Remembering options in a select box array after submitting through php
Question by Marcus Edensky
<form method="post">
<select name="box[]">
<option value="1" <?php if ($_POST['box[0]'] == "1") echo "selected="selected";"?>>1</option>
<option value="2" <?php if ($_POST['box[0]'] == "2") echo "selected="selected";"?>>2</option>
<option value="3" <?php if ($_POST['box[0]'] == "3") echo "selected="selected";"?>>3</option>
</select>
<p>
<select name="box[]">
<option value="1" <?php if ($_POST['box[1]'] == "1") echo "selected="selected";"?>>1</option>
<option value="2" <?php if ($_POST['box[1]'] == "2") echo "selected="selected";"?>>2</option>
<option value="3" <?php if ($_POST['box[1]'] == "3") echo "selected="selected";"?>>3</option>
</select>
<p>
<input type="submit" value="Submit">
</form>
When I use box names “box1” and “box2”, it works without a problem. What am I doing wrong?
****** EDIT ********
Thanks a lot for your comments, but I actually found the solution myself, even if it doesn’t make much sense. Instead of using $_POST[‘box’][0] and [1] at the if statement, I simply used $box[0] and [1]. Even though it’s posted, apparently php sees it as a normal array, and not as some kind of $_POST-array! Working code:
<form method="post">
<select name="box[]">
<option value="1" <?php if ($box[0] == "1") echo "selected='selected'";?>>1</option>
<option value="2" <?php if ($box[0] == "2") echo "selected='selected'";?>>2</option>
<option value="3" <?php if ($box[0] == "3") echo "selected='selected'";?>>3</option>
</select>
<p>
<select name="box[]">
<option value="1" <?php if ($box[1] == "1") echo "selected='selected'";?>>1</option>
<option value="2" <?php if ($box[1] == "2") echo "selected='selected'";?>>2</option>
<option value="3" <?php if ($box[1] == "3") echo "selected='selected'";?>>3</option>
</select>
<p>
<input type="submit" value="Submit">
</form>
Answer by Marcus Edensky
Thanks a lot for your comments, but I actually found the solution myself, even if it doesn’t make much sense.

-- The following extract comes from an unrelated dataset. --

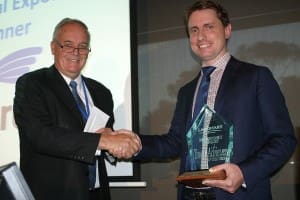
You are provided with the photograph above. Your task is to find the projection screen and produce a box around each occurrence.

Instead of using $_POST[‘box’][0] and [1] at the if statement, I simply used $box[0] and [1]. Even though it’s posted, apparently php sees it as a normal array, and not as some kind of $_POST-array! Working code:
<form method="post">
<select name="box[]">
<option value="1" <?php if ($box[0] == "1") echo "selected='selected'";?>>1</option>
<option value="2" <?php if ($box[0] == "2") echo "selected='selected'";?>>2</option>
<option value="3" <?php if ($box[0] == "3") echo "selected='selected'";?>>3</option>
</select>
<p>
<select name="box[]">
<option value="1" <?php if ($box[1] == "1") echo "selected='selected'";?>>1</option>
<option value="2" <?php if ($box[1] == "2") echo "selected='selected'";?>>2</option>
<option value="3" <?php if ($box[1] == "3") echo "selected='selected'";?>>3</option>
</select>
<p>
<input type="submit" value="Submit">
</form>
Answer by Starx
Both, elements have same name. Thats the problem.
$_POST['box[0]']
, $_POST['box[1]']
, contains the array of the two elements, not the value it self.